And I want to get into that and I have a lot of business model questions about Comet because it is also very compute intensive for you and expensive to run, which you’ve talked about. But to my point about the learning curve and making it approachable, how do you do that? Because when I first opened it, it’s kind of like I don’t know what I can do with this thing. I mean, I go to your X account and I see all the things you’re sharing. But I do think there’s going to be a learning curve that the people building these products don’t necessarily appreciate.

No, no, I appreciate that and it’s been the thing for me, myself as a user is that even though it’s fun to build all these agent use cases, it takes a while to stop doing things the usual way and start using the AIs more, which includes even basic things like what reply you type onto an email thread. Even though Google has these automatic suggested replies, I don’t actually usually like it and it doesn’t often pull context from outside Gmail to help me do that. Or like checking on unread Slack messages. I usually just go open Slack as a tab and try to scroll through those 50, 100 channels I’m on, clicking each of those channels, reading all the messages that are unread. It takes time to actually train myself to use Comet. So what we plan to do is actually publish a lot of the early use cases on educational material and have it be widely accessible.

I think it’s going to go through the same trajectory that chatbots had. I think in the beginning when ChatGPT was launched, I’m sure not a lot of people knew how to use it. What are all the ways in which you could take advantage of it? In fact, I still don’t think people really… It’s not really a widespread thing. There are some people who really know how to use these AI tools very well and most people have used it at least once or twice a week, and they don’t actually use it in their day-to-day workflows.

The browser is going to go through a similar trajectory, but on the other hand, the one use case that’s been very natural, very intuitive that you don’t even have to teach people how to use this is the sidecar. It’s just picked up so much that I feel like it’ll be so intuitive. It’ll almost be like, without the sidecar, why am I using the browser anymore? That’s how it’s going to feel.

It does quickly make the traditional chatbot, the Perplexity or ChatGPT interface, feel a little arcane when you have the sidecar with the webpage.

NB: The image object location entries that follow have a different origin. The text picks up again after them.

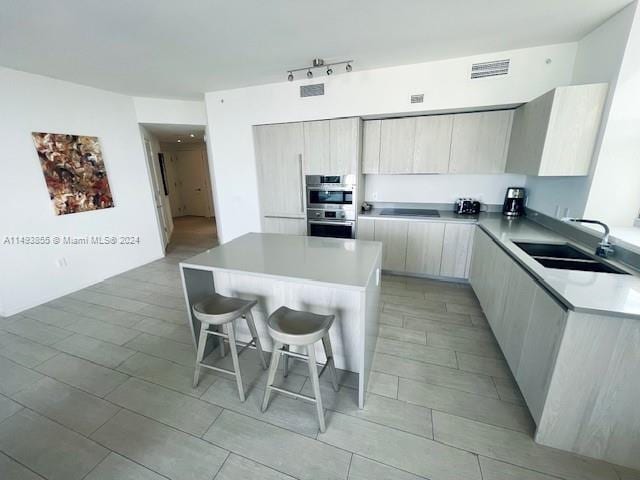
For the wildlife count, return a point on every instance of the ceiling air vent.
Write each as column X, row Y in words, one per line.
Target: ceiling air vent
column 312, row 90
column 490, row 69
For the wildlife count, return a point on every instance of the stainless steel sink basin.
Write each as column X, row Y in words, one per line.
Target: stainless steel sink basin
column 565, row 257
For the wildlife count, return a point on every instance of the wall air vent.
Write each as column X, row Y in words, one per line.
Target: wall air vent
column 312, row 90
column 490, row 69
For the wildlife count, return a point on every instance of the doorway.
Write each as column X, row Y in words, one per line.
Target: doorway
column 179, row 170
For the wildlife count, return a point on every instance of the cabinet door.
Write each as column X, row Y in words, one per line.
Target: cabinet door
column 479, row 142
column 344, row 146
column 279, row 167
column 393, row 235
column 371, row 146
column 539, row 351
column 424, row 247
column 432, row 144
column 517, row 313
column 291, row 226
column 456, row 250
column 397, row 140
column 530, row 124
column 481, row 259
column 366, row 228
column 317, row 148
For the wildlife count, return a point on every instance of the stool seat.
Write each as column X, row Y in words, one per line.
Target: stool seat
column 292, row 327
column 217, row 309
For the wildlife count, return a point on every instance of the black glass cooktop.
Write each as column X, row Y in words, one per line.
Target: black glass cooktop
column 410, row 212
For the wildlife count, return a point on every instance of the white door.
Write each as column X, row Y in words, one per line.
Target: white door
column 158, row 193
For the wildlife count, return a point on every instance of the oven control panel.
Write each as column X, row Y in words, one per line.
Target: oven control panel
column 321, row 214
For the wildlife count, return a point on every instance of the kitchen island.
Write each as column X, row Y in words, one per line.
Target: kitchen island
column 320, row 275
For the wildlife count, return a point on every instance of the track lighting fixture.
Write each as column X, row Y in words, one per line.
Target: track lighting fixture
column 319, row 63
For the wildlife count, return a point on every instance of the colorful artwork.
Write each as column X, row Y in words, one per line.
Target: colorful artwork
column 74, row 171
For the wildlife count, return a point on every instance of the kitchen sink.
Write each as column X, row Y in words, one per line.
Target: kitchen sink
column 565, row 257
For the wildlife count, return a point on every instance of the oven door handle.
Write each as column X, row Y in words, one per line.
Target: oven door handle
column 302, row 186
column 329, row 222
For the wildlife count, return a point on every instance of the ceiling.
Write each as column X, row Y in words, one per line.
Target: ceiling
column 166, row 48
column 173, row 133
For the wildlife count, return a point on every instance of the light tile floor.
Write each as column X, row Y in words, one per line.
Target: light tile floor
column 97, row 385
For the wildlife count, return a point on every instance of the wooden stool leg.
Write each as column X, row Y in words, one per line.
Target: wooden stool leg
column 326, row 341
column 202, row 344
column 313, row 375
column 254, row 335
column 285, row 363
column 221, row 340
column 233, row 348
column 273, row 367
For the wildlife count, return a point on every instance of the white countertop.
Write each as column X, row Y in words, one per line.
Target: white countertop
column 335, row 261
column 593, row 292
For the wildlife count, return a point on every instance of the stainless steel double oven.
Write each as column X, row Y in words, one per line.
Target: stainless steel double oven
column 331, row 206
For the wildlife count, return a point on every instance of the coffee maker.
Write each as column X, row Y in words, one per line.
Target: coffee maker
column 514, row 202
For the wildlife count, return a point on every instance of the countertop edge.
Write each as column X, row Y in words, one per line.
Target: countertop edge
column 276, row 277
column 548, row 288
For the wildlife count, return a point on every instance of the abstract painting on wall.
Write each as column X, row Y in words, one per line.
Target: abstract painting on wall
column 74, row 171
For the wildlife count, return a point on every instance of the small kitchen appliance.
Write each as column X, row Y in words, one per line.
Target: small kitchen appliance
column 466, row 206
column 514, row 202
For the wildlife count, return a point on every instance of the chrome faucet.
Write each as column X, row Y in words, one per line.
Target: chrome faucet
column 605, row 249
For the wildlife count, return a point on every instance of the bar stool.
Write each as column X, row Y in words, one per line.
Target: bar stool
column 289, row 327
column 220, row 311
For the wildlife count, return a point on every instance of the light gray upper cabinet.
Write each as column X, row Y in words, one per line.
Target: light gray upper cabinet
column 279, row 166
column 397, row 140
column 432, row 144
column 331, row 147
column 480, row 141
column 555, row 134
column 371, row 146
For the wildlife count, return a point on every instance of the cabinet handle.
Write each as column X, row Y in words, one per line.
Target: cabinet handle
column 302, row 188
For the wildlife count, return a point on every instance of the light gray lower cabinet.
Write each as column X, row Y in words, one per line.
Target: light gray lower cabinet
column 288, row 225
column 393, row 235
column 526, row 321
column 456, row 250
column 421, row 247
column 424, row 247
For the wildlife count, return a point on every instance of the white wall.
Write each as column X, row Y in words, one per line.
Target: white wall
column 598, row 59
column 445, row 84
column 488, row 189
column 178, row 112
column 30, row 275
column 614, row 196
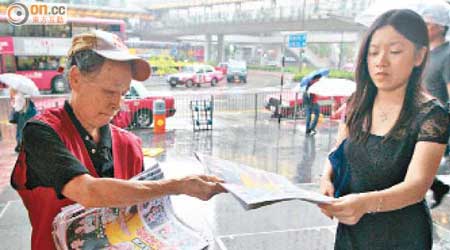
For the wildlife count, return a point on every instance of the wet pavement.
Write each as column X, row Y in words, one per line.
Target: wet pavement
column 263, row 144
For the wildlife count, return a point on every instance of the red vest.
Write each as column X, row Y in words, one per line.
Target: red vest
column 41, row 202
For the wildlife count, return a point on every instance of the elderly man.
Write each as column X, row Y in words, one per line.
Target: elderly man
column 437, row 73
column 72, row 154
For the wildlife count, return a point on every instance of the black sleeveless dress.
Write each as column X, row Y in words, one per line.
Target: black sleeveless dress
column 378, row 165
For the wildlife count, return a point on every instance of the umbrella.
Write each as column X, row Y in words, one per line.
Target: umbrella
column 439, row 8
column 20, row 83
column 333, row 87
column 305, row 80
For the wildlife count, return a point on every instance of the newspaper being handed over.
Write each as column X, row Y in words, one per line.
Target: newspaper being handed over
column 151, row 225
column 255, row 188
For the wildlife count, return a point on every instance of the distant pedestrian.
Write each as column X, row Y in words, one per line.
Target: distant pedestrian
column 311, row 105
column 437, row 73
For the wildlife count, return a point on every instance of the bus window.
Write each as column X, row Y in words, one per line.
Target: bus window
column 9, row 64
column 26, row 63
column 61, row 31
column 29, row 30
column 37, row 63
column 78, row 28
column 6, row 29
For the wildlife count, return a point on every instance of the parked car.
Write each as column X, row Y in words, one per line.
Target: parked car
column 222, row 67
column 292, row 96
column 195, row 75
column 237, row 72
column 137, row 107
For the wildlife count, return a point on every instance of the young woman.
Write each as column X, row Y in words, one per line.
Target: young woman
column 396, row 135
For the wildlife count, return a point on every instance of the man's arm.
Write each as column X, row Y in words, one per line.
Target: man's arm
column 109, row 192
column 50, row 164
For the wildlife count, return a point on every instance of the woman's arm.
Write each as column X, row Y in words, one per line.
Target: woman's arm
column 421, row 172
column 327, row 173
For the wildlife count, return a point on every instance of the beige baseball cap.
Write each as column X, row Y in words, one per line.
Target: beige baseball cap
column 110, row 46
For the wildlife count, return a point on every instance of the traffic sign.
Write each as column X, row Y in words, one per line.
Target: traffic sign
column 297, row 40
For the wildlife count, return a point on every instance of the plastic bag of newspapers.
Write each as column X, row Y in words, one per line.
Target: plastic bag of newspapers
column 150, row 225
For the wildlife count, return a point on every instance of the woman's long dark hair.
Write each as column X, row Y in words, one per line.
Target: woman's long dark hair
column 412, row 27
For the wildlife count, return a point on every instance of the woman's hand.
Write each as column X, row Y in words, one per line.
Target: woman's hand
column 326, row 188
column 348, row 209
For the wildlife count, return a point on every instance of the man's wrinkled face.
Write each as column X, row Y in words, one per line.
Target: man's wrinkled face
column 100, row 94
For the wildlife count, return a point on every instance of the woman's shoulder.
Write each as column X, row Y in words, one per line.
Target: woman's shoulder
column 429, row 104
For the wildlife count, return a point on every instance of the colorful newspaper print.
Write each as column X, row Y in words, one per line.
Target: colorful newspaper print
column 151, row 226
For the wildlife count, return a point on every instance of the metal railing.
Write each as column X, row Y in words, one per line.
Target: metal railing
column 248, row 103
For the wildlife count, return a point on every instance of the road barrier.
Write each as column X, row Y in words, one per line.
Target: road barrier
column 232, row 102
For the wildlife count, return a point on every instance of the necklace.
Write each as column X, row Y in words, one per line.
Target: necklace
column 383, row 116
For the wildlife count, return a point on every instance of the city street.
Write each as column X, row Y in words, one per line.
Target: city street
column 262, row 144
column 257, row 80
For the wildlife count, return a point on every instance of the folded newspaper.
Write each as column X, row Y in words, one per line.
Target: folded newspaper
column 255, row 188
column 151, row 225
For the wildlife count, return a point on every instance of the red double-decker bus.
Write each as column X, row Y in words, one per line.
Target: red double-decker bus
column 37, row 51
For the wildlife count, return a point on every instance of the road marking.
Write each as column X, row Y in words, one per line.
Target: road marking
column 222, row 246
column 279, row 231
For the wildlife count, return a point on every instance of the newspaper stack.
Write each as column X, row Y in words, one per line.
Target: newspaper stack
column 150, row 225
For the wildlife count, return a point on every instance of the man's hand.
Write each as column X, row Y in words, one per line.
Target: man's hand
column 201, row 186
column 348, row 209
column 326, row 188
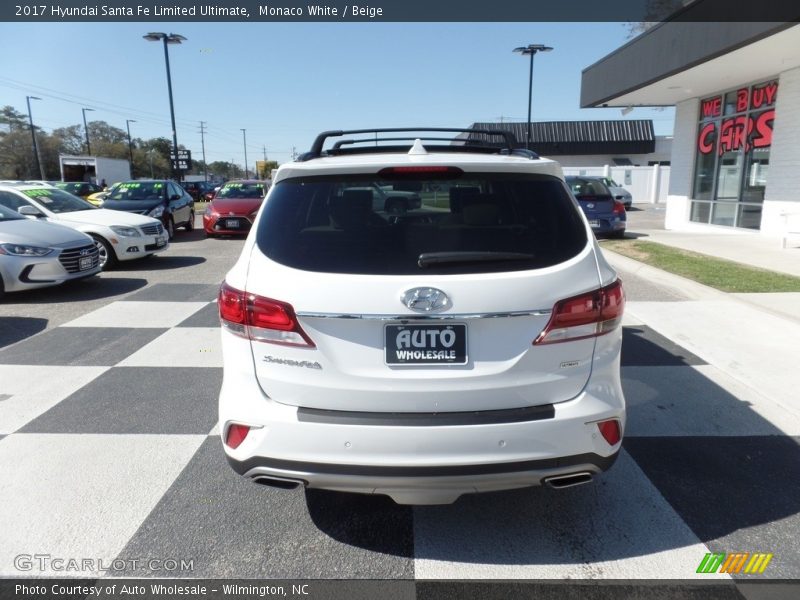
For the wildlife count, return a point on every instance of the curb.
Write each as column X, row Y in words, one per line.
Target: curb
column 688, row 287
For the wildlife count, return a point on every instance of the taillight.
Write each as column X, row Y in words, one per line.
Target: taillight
column 610, row 431
column 584, row 316
column 260, row 319
column 236, row 435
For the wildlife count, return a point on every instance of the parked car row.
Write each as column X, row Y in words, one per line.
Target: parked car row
column 36, row 254
column 114, row 235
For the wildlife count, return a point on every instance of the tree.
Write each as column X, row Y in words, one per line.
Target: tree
column 16, row 146
column 656, row 11
column 70, row 140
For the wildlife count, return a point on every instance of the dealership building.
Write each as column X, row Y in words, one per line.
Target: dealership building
column 735, row 156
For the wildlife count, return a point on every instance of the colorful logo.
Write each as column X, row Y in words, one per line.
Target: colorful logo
column 736, row 562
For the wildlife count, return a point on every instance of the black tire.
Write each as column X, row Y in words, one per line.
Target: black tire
column 108, row 258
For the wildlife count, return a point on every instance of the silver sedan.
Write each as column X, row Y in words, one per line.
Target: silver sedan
column 36, row 254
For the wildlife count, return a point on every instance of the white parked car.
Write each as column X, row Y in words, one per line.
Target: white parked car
column 118, row 235
column 35, row 254
column 617, row 191
column 470, row 345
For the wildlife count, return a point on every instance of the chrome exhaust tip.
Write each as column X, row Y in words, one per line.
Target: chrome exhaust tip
column 277, row 482
column 563, row 481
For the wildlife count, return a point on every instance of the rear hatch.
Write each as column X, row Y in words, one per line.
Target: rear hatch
column 431, row 310
column 593, row 197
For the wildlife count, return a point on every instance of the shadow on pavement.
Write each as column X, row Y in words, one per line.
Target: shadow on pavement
column 159, row 263
column 15, row 329
column 729, row 481
column 94, row 288
column 374, row 523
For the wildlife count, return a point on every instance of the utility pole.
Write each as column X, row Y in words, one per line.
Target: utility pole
column 203, row 144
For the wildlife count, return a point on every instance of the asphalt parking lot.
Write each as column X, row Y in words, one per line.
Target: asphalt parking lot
column 109, row 449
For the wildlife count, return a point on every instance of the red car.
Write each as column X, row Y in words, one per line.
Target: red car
column 234, row 208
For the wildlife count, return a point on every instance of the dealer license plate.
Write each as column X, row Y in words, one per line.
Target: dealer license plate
column 426, row 344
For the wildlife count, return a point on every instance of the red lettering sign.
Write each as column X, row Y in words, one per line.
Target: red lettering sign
column 705, row 141
column 763, row 127
column 712, row 107
column 764, row 96
column 733, row 133
column 741, row 99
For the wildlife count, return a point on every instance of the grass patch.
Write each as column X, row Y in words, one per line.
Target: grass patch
column 724, row 275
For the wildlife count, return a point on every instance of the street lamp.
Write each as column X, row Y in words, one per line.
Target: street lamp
column 33, row 136
column 531, row 49
column 172, row 38
column 130, row 143
column 86, row 130
column 244, row 137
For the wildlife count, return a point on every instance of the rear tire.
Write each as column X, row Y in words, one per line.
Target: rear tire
column 108, row 258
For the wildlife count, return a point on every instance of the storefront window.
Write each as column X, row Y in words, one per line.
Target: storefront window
column 734, row 136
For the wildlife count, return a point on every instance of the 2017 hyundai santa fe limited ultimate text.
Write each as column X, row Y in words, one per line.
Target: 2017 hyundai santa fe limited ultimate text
column 471, row 344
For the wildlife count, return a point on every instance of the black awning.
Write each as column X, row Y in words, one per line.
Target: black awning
column 553, row 138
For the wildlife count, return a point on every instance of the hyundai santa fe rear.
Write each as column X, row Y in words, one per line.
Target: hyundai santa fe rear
column 471, row 344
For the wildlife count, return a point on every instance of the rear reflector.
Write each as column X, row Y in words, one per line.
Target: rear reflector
column 610, row 431
column 588, row 315
column 262, row 319
column 236, row 435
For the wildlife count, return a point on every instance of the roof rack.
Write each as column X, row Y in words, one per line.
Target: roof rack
column 505, row 145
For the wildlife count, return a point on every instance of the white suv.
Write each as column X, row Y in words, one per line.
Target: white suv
column 470, row 345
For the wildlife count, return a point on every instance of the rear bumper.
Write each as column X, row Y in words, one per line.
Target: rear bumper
column 431, row 461
column 130, row 248
column 423, row 485
column 216, row 225
column 27, row 274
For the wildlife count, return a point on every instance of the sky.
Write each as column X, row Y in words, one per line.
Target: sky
column 285, row 82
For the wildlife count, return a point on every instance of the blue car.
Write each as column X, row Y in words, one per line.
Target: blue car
column 606, row 215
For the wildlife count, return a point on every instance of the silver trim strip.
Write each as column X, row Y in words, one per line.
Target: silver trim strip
column 418, row 317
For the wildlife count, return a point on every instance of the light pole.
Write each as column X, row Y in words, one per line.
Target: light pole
column 531, row 49
column 130, row 144
column 244, row 137
column 86, row 130
column 33, row 136
column 172, row 38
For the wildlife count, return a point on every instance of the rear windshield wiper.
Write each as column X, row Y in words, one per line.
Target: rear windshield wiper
column 428, row 259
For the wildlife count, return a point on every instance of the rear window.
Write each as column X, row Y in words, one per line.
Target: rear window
column 241, row 190
column 587, row 187
column 474, row 223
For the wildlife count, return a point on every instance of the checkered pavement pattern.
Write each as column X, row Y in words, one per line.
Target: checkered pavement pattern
column 109, row 449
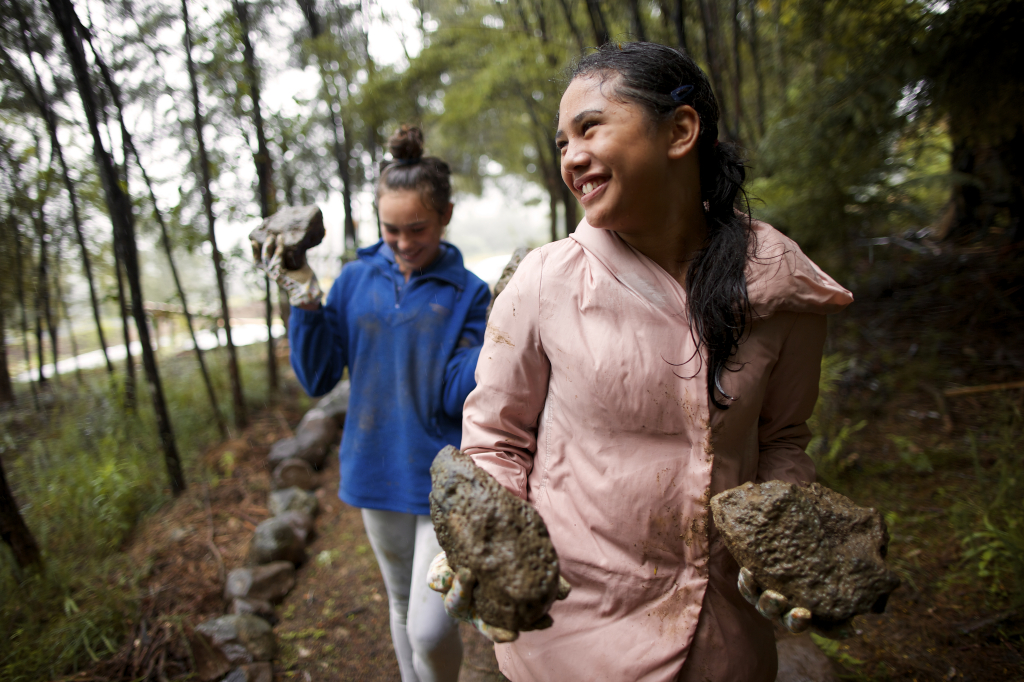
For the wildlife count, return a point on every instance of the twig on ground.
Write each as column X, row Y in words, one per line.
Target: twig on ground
column 221, row 571
column 987, row 388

Exactly, a lot of people are using ChatGPT for… You’re on an email and you want to know how to respond, so you copy / paste a bunch of context. You go there, you ask it to do something, and then you copy / paste it back. You edit it finally in your Gmail box or you do it in your Google Sheets or Google Docs. Comet is just going to feel much more intuitive. You have it right there on the side and you can do your edits, or you’re using it to draft a tweet, or Elon Musk posts something and you want to post a funny response to that. You can literally ask Comet, ‘Hey, draft me a funny reply tweet to that,’ and it’ll automatically have it ready for you. You literally have to click the post button.

All that stuff is going to definitely reduce the amount of times you really open another tab and keep asking the AI. And firing up jobs right from your current website to go pull up relevant context for you and having it just come back and push notify you when it’s ready, that’s feeling like another level of delegation.

Where is Comet struggling based on the early data you’ve seen?

It’s definitely not perfect yet for long-horizon tasks, something that might take 15 minutes or something. I’ll give you some examples. Like I want a list of engineers who have studied at Stanford and also worked at Anthropic. They don’t have to be currently working at Anthropic, but they must have worked at Anthropic at least once. I want you to give me an exhaustive list of people like that ported over to Google Sheets with their LinkedIn URLs, and I want you to go to ZoomInfo and try to get me their email so that I can reach out to them. I also want you to bulk draft personalized cold emails to each of them to reach out to for a coffee chat.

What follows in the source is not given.